Former spouse on departure was not going to divorce. I can also have more fuck with me - I'm here, I have money, lovers are near - class. But the most nightmare began when she found out about Katya. I began to write to everyone in a personal note what kind of a “mend” I was, I left my family for the sake of “prostitute Katya” - in general I didn’t take it with you, you know, and left it out of the blue. ”And they all started writing to me - Mariana Avtandilova, for example, wrote that I am a “scoundrel and scum” - how could I leave a woman with 4 children !!! The fact that 3 of them from her first marriage and almost adults didn’t bother her. That I love my son and do not refuse him - also Not embarrassed. The fact that the former - “ordinary ladies" "also did not explain to the woman. He sent Avtandilovu nahy. But the nightmare was aggravated by the fact that the former has set up his son - he is He made it clear to the phone that he didn’t want to see me, I don’t need to come and in general, he is no longer a son. Well, ok, I thought, to set up a 7-year-old child - any fool can. He came. In personal contact, he made it clear that this is his Okay, I say, son, do not pay attention, everything will be fine.

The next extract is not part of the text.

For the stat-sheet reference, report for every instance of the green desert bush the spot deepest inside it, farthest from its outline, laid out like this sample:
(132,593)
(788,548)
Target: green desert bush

But having learned about this conversation, the former again "conjured" and the son wrote in a personal "LEAVE MY MY LIFE" (Katya is a witness). Then she requested permission to change her last name. And voila - a son who lived after a divorce with me, who in any situation chose his father, suddenly took the side of his mother (naturally, he did not know anything about her lovers and lifestyle - I’m not the last to devote him to it).

Today, 3 years have passed since I have never communicated with my son - lawyers say in one voice that it is almost useless to oblige the mother to provide communication to the court - if she ignores the decision, she will not get anything, and her son will be even more injured .

Now, mothers, imagine that your child declares to you that you are no longer my mother. Puts the phone down. Do not break into the apartment. Do not kill the same former spouse. That's how I live, I have not heard my son for 3 years and I don’t see it. Only from mutual friends find out how he and that.

And despite the fact that for 3 years I heard nothing about the spirit, I regularly paid. BUT ONLY 3 MONTHS BACK decided to ENOUGH. Now I will pay a minimum of 8 thousand for Moscow. At least, until the situation changes for the better and normal communication begins. The spouse has 3 apartments, one of which she rents, she does not live in poverty. I see no other way to solve my problem. And until I get the opportunity to communicate with my son on an equal footing, without the participation of the mother, it will be so.

Well, the "country of advice"? Come on, tell me what a bastard I am.